Tristan menaruh kasar ponselnya di jog depan samping Ia duduk, namun lagi-lagi, Ia tak jadi menginjak pedal gas mobil karena sesuatu melintas dipikirannya.
Tristan kembali membuka ponselnya, tepatnya pesan tadi.
"Ini kan ... TKP yang bakal Gue periksa mulai besok?" ujarnya pelan. Sekali lagi Tristan memastikan isi pesan itu. Persis, itu tiga TKP yang harus diperiksanya.
Tanpa pikir panjang, Tristan segera menghubungi Isyana.

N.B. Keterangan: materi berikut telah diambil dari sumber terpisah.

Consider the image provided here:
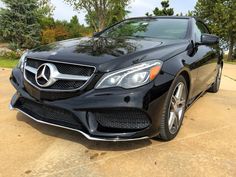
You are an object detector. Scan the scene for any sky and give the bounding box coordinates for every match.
[1,0,197,25]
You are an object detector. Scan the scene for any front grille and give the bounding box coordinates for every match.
[93,109,151,130]
[24,58,95,91]
[16,98,84,130]
[25,70,86,90]
[27,59,94,76]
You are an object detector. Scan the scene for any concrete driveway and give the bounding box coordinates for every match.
[0,64,236,177]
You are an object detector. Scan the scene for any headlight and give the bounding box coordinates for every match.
[17,51,28,72]
[96,60,162,89]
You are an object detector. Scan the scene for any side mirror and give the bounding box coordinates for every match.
[200,33,219,45]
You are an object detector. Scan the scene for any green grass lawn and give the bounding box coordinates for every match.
[0,57,18,68]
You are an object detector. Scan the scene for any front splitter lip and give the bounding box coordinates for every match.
[9,104,150,142]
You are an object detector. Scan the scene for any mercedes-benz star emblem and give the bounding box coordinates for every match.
[35,63,57,87]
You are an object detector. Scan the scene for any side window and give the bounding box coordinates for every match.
[194,21,209,42]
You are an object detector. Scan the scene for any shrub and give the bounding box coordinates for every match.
[8,42,20,51]
[41,26,70,45]
[0,49,24,59]
[54,25,69,41]
[41,29,56,44]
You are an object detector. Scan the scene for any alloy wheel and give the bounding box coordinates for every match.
[168,82,187,134]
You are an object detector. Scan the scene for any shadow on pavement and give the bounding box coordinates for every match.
[16,112,153,151]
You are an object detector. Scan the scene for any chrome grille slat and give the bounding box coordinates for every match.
[25,66,37,74]
[24,58,96,92]
[54,73,90,81]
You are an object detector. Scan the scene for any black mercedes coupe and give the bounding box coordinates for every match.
[10,16,223,141]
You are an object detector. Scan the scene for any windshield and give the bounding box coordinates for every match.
[100,18,189,39]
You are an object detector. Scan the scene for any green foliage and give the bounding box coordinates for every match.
[39,16,55,29]
[176,11,193,17]
[186,10,194,16]
[40,15,92,45]
[8,42,20,51]
[68,15,82,38]
[106,1,130,26]
[176,12,183,16]
[146,0,174,16]
[37,0,55,17]
[64,0,130,32]
[37,0,55,29]
[194,0,236,60]
[0,0,41,49]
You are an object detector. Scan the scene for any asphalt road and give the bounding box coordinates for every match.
[0,64,236,177]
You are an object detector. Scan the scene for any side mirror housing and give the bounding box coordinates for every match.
[200,33,219,45]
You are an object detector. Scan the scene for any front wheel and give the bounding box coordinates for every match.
[158,75,188,141]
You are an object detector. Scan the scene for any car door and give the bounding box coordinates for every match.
[192,20,218,95]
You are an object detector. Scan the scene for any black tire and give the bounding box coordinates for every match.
[208,66,222,93]
[158,75,188,141]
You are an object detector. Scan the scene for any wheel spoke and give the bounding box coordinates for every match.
[172,95,177,103]
[168,111,177,130]
[176,107,183,120]
[174,112,179,129]
[171,96,177,107]
[175,83,184,100]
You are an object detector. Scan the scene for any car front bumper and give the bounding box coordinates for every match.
[10,68,174,141]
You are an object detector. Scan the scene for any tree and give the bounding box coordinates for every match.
[176,11,194,17]
[64,0,131,32]
[0,0,41,49]
[38,0,55,17]
[194,0,236,60]
[186,10,194,17]
[176,12,183,16]
[38,0,55,29]
[68,15,82,38]
[70,15,79,26]
[106,1,130,26]
[39,16,55,29]
[146,0,174,16]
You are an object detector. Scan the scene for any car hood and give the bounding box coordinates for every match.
[28,37,190,72]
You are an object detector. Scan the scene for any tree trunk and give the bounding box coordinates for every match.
[228,36,234,61]
[98,16,106,31]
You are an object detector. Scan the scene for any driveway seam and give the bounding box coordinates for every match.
[224,75,236,82]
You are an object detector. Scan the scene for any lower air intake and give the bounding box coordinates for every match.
[93,109,150,130]
[16,98,84,130]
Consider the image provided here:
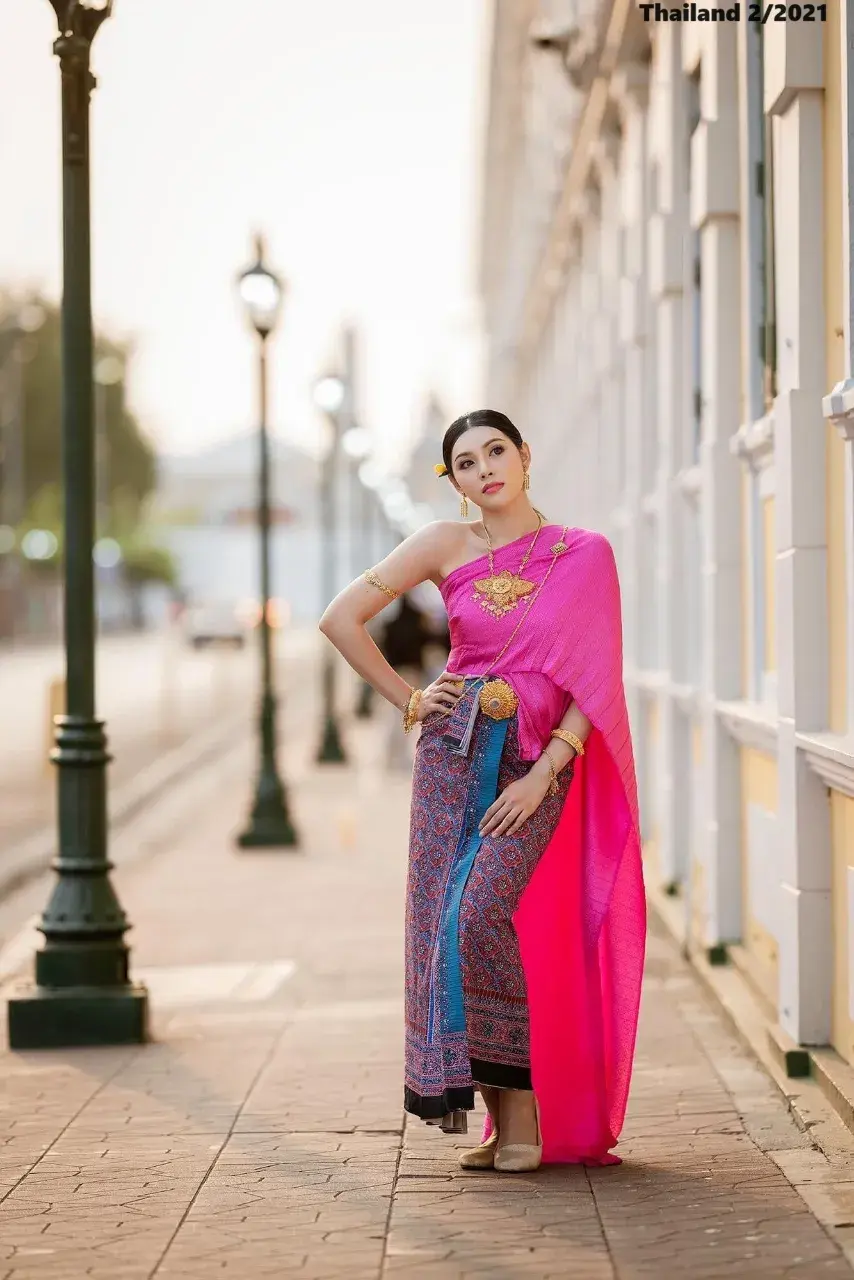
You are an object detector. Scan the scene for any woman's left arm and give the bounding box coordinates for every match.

"Halo Syan? Ini Gue, Tristan. Sorry ganggu malem malem. Gue perlu bantuan Lo," ujarnya, berbicara melalui handsfree karena Ia sedang mengemudi dengan kecepatan tinggi.
"Kenapa Tan? Ada apa?"
"Tolong lacak nomor yang Gue kirim barusan via telegram," ujarnya.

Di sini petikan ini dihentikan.